ArgoBox uses a four-tier RAG system that provides AI-powered document search across all knowledge stores. Each tier serves a different audience and security level.

Tiers at a Glance

Tier Database Docs Chunks Size Embedding Model Dims Audience
Public embeddings-index.json 775 16.1 MB OpenRouter text-embedding-3-small 1536 Anyone (CF Pages CDN)
Knowledge rag-store-blog.db 3,778 33,101 290 MB Ollama qwen3-embedding:0.6b (local GPU) 1024 Safe for external AI
Vaults rag-store-vaults.db 8,297 132,151 ~1.1 GB Ollama nomic-embed-text (local GPU) 768 Local only
Private rag-store.db 10,440 166,183 1.5 GB Ollama nomic-embed-text (local GPU) 768 Local only

Tier Details

Public Tier

Deployed as a static JSON file to Cloudflare Pages CDN. Contains sanitized blog posts, journal entries, documentation, project pages, and learning content. All content passes through the Galactic Identity System before embedding.

Uses OpenRouter's text-embedding-3-small (1536 dimensions).

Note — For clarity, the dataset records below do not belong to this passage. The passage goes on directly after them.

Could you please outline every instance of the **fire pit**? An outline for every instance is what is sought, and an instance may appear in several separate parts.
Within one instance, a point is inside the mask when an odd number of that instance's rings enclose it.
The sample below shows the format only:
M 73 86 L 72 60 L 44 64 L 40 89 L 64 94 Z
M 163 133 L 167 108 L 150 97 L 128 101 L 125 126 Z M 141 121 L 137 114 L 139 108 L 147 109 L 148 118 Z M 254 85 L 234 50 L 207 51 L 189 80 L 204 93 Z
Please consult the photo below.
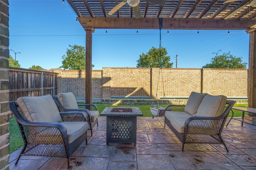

Rebuilt automatically during npm run build only when content hash changes — costs ~$0.01 per rebuild.

Collections: posts (263 chunks), docs (347), journal (136), projects (11), learn (5)

Knowledge / Safe Tier

SQLite database with all vault knowledge, sanitized via identity_map.json. Safe to use with external AI providers — no real hostnames, IPs, or personal info exposed.

Uses Ollama qwen3-embedding:0.6b on the local RTX 4070 Ti (1024 dimensions, free). Upgraded from nomic-embed-text (768-dim) for better retrieval quality — MTEB retrieval score 61.82 vs 49.01.

14 collections covering: technical vault, sanitized knowledge base, Argo OS docs, dev vault, blog content, AI context, build swarm docs, career docs, and more.

Vaults Tier

Everything in the Knowledge tier plus unsanitized personal vaults and old knowledge base. Excludes legal paperwork. Uses the improved paragraph-aware chunker and text normalization.

19 collections — adds: personal vault (2,243 docs), old knowledge base (2,253 docs), test conversations, ArgoBox configs, and learning content.

Private / Full Tier

Everything. All vaults plus all legal paperwork (PDF, DOCX, RTF, EML, MSG, XLSX). No sanitization. Only accessible locally via Ollama.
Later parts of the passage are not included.